3. Meting van luciferase-activiteit
OPMERKING: Luciferase-activiteit wordt beoordeeld met behulp van een in de handel verkrijgbaar systeem dat zowel Firefly als Renilla luciferase (Materiaaltabel) test volgens het protocol van de fabrikant.
- Zuig de kweekmedia zorgvuldig op uit getransfecteerde HEK293T-cellen en was de cellen vervolgens met koude fosfaat-gebufferde zoutoplossing (PBS). Aspirateer de PBS en lyseer de cellen door 25 μL niet-denaturerende lysisbuffer toe te voegen en incubeer gedurende 15 minuten met zacht schommelen op ijs.
- Voeg daarna 20 μL van het resulterende lysaat (er is geen centrifugatie nodig) toe aan een nieuwe 96-well testplaat met 100 μL van een Firefly luciferase substraatreagens. Meng het bord voorzichtig door te tikken.

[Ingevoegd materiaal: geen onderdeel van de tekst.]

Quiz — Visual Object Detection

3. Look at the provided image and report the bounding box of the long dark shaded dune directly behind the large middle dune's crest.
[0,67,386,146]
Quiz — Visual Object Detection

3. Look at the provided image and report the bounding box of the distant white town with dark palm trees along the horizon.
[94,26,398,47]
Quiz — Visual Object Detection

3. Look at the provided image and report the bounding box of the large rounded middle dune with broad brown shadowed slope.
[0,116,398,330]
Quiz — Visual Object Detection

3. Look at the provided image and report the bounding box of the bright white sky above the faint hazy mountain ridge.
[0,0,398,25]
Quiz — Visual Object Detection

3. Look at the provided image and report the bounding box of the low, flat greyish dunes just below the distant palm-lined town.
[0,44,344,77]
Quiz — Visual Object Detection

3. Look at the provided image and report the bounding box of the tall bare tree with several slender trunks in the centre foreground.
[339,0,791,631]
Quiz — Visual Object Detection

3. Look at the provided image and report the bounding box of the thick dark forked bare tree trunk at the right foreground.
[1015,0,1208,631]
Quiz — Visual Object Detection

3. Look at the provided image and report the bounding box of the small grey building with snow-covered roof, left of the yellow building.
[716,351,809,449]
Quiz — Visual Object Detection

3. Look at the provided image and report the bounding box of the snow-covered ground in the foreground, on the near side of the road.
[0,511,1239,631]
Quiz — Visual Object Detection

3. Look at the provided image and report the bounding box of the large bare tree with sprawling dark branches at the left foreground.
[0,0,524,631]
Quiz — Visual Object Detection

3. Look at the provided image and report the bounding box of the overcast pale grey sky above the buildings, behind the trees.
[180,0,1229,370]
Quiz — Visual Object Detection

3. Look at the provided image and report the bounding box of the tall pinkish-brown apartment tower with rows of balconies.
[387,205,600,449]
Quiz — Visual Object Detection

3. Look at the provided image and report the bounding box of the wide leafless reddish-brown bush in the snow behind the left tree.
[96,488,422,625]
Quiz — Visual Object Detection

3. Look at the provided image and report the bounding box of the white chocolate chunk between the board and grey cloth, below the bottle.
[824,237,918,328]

- Plaats de plaat op een platenlezer en meet de luminescentie met behulp van een topdetector met een leeshoogte van 1 mm en een integratietijd van 1 s.
OPMERKING: De versterking van de detector moet mogelijk worden aangepast op basis van de sterkte van het signaal. - Voeg onmiddellijk na het uitlezen van de Firefly luciferase luminescentie 100 μL Renilla luciferase substraat toe aan de putten. Deze stap dooft tegelijkertijd de Firefly luciferase-activiteit tijdens het beoordelen van renilla luciferase-activiteit. Meng de monsters door voorzichtige beweging van de plaat en meet de luminescentie opnieuw om de Renilla luciferase-activiteit te beoordelen.

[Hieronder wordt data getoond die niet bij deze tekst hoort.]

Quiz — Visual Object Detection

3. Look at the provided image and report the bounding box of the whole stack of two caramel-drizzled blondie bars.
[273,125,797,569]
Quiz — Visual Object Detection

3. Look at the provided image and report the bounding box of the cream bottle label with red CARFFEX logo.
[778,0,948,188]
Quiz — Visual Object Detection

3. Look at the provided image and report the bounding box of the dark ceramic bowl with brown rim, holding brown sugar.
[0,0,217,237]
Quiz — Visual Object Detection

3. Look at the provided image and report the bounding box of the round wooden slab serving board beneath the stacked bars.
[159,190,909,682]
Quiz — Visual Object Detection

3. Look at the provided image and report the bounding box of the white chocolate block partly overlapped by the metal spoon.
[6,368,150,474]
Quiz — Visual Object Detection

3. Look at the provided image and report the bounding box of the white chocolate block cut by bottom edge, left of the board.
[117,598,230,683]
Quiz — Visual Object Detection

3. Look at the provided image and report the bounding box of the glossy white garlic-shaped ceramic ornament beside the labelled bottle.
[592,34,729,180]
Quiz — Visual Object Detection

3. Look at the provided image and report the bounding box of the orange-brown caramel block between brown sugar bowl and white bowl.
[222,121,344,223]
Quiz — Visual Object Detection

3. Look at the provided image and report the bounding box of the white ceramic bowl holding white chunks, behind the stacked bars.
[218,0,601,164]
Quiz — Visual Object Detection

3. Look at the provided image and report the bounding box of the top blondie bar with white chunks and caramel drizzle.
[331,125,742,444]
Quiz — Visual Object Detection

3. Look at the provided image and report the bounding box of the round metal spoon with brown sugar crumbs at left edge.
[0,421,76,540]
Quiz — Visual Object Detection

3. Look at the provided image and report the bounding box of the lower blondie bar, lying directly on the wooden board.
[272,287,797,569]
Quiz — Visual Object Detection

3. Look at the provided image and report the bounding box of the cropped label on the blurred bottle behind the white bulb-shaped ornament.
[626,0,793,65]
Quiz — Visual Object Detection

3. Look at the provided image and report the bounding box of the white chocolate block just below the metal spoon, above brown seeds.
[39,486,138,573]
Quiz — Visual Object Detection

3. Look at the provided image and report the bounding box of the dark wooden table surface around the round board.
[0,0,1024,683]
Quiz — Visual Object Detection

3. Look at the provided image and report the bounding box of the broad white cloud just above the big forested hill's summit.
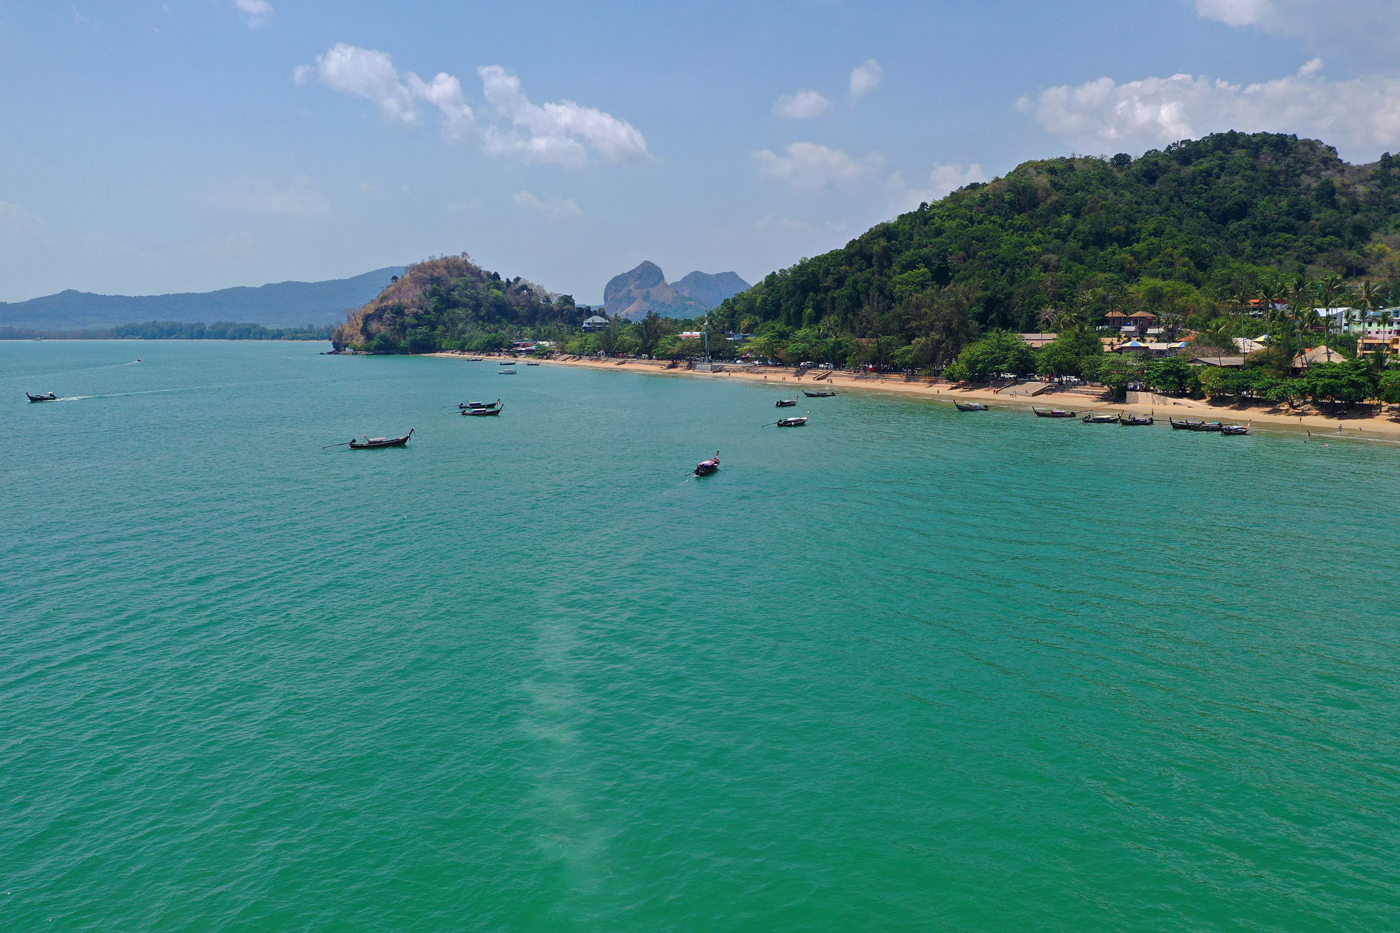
[1018,59,1400,158]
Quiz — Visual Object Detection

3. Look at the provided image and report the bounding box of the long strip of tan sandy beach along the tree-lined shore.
[423,352,1400,440]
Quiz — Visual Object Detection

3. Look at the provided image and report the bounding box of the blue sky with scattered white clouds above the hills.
[0,0,1400,301]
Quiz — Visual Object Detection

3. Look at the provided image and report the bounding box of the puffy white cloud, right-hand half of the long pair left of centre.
[476,64,650,168]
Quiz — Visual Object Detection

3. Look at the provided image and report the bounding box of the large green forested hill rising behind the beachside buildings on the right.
[713,133,1400,366]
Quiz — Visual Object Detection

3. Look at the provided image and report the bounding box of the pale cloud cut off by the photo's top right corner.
[1196,0,1400,59]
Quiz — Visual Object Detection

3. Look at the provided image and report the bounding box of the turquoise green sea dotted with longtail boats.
[0,342,1400,933]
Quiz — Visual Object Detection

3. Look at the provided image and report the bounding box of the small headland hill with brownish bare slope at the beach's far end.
[330,254,584,353]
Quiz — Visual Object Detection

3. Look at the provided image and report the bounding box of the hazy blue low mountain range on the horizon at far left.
[0,266,405,331]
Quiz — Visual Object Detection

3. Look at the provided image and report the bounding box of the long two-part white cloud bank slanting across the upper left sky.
[293,43,650,168]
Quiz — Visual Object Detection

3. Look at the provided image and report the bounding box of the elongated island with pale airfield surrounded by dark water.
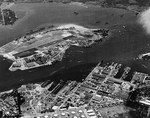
[0,24,109,71]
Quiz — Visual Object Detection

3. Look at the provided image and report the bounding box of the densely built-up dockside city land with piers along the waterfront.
[0,61,150,118]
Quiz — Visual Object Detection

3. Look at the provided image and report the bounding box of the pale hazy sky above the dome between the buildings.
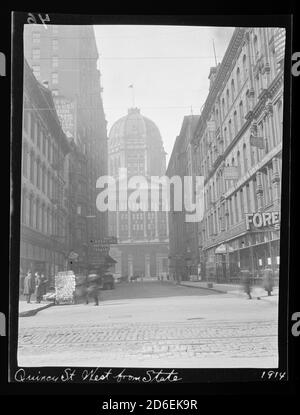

OPMERKING: Hoewel andere platen voor deze test kunnen worden gebruikt, zal het gebruik van platen met zwarte frames en witte putten de meest gevoelige resultaten opleveren, omdat dit het luciferasesignaal versterkt en ruis minimaliseert. - Kwantificeer de reacties van de verslaggever als de Firefly luciferase to Renilla luciferase ratio (Firefly/Renilla) en gemiddelde de waarden van de drievoudige metingen. Normaliseer daarna de Firefly/Renilla-waarde voor elke variant tegen de waarden voor wild-type (WT) Ube3a-expressiecellen om de relatieve activiteit van varianteiwitten te vergelijken.

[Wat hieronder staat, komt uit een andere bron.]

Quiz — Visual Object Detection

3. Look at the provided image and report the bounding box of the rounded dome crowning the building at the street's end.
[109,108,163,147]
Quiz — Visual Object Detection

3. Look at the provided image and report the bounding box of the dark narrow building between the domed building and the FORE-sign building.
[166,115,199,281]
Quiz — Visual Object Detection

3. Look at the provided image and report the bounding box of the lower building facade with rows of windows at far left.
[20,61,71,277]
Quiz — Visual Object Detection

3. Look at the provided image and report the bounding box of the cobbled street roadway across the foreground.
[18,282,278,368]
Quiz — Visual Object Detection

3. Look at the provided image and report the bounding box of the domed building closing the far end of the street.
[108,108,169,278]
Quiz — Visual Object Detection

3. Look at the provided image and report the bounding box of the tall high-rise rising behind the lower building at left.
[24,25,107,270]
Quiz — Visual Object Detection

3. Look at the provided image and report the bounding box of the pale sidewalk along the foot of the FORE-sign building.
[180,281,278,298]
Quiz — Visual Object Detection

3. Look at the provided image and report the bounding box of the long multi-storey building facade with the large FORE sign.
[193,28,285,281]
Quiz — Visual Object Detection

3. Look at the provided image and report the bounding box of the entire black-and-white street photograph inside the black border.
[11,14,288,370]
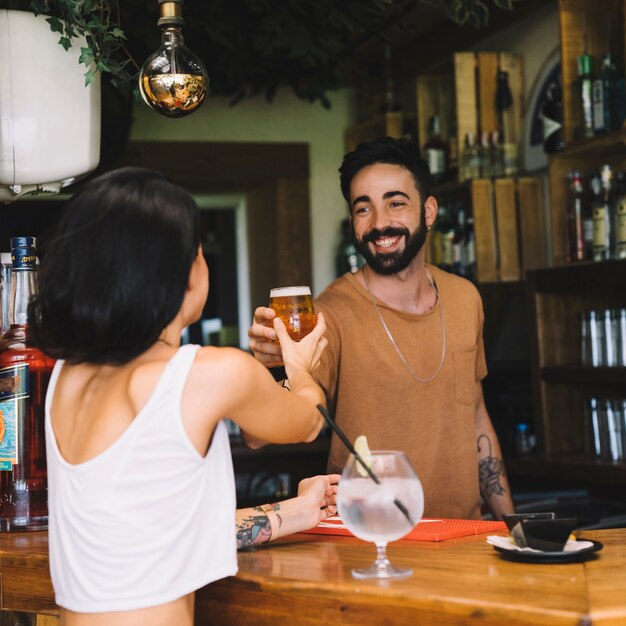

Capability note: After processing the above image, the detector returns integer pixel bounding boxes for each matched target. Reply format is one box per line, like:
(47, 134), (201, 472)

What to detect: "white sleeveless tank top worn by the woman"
(46, 345), (237, 613)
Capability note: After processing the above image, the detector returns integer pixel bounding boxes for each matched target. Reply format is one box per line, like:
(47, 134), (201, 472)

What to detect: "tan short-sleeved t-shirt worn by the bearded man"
(315, 266), (487, 519)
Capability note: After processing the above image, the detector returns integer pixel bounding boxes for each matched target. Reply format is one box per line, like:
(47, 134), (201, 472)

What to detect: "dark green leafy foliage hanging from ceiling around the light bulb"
(18, 0), (516, 107)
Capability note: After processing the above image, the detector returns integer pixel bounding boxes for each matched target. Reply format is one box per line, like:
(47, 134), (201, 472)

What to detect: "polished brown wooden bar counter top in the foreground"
(0, 529), (626, 626)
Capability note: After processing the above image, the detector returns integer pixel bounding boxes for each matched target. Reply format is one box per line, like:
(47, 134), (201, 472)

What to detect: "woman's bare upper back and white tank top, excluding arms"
(46, 345), (237, 624)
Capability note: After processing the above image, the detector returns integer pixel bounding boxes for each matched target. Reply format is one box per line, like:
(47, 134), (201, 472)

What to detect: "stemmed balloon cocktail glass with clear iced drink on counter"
(337, 450), (424, 578)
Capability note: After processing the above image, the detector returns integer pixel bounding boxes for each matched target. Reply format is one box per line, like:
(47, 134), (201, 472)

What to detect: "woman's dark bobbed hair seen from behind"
(29, 167), (200, 364)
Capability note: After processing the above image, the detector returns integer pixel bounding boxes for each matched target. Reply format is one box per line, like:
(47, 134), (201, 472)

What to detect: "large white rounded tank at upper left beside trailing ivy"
(0, 9), (100, 201)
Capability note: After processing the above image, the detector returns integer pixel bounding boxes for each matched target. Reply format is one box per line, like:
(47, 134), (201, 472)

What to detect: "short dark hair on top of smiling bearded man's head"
(339, 137), (430, 204)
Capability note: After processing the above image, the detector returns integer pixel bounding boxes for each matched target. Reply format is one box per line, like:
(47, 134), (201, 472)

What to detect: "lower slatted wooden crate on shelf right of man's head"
(469, 177), (546, 282)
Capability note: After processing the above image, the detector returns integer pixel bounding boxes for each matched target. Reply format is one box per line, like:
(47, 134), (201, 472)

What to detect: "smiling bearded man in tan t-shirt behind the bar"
(249, 137), (513, 519)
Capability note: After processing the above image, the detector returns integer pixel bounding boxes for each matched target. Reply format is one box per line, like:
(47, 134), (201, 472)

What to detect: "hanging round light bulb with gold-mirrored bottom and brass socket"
(139, 0), (209, 117)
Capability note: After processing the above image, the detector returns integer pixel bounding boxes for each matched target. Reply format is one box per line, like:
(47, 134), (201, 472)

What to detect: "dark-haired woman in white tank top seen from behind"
(30, 168), (334, 626)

Subscription Required. Please recommend JoVE to your librarian.
Representative Results
Grootschalige functionele screening van Ube3a missense-varianten identificeert een breed landschap van verlies- en gain-of-function-mutaties
Eerder werk met Ube3a-mutanten suggereerde dat de Wnt-respons kan dienen als een verslaggever van cellulaire UBE3A-eiwitactiviteit. Deze waarnemingen werden uitgebreid en aanvullende validatie-experimenten werden uitgevoerd om te onderzoeken of de BAR-test geschikt is om een reeks UBE3A-activiteiten in de cel te rapporteren. Ten eerste werden HEK293T-cellen getransfecteerd met verschillende hoeveelheden plasmide-DNA die coderen voor menselijk WT Ube3a. Dit experiment toonde aan dat de BAR-respons lineair verandert met de hoeveelheid Ube3a getransfecteerd in cellen (figuur 2A). Ten tweede werd de BAR-test getest met behulp van plasmide-DNA dat codeert voor ziektegerelateerde varianten die eerder in de literatuur werden gekarakteriseerd22. Onder deze waren goedaardige varianten (R39H en A178T), een autisme-gekoppelde gain-of-function variant (T458A), en een verzameling bevestigde Angelman syndroom-gebonden varianten die een verlies van UBE3A-functie veroorzaken via verschillende mechanismen15,22. De BAR-test identificeerde correct elke variant (figuur 2B), inclusief alle varianten van functieverlies, wat de nauwkeurigheid en algemeenheid van deze methode aantoont18.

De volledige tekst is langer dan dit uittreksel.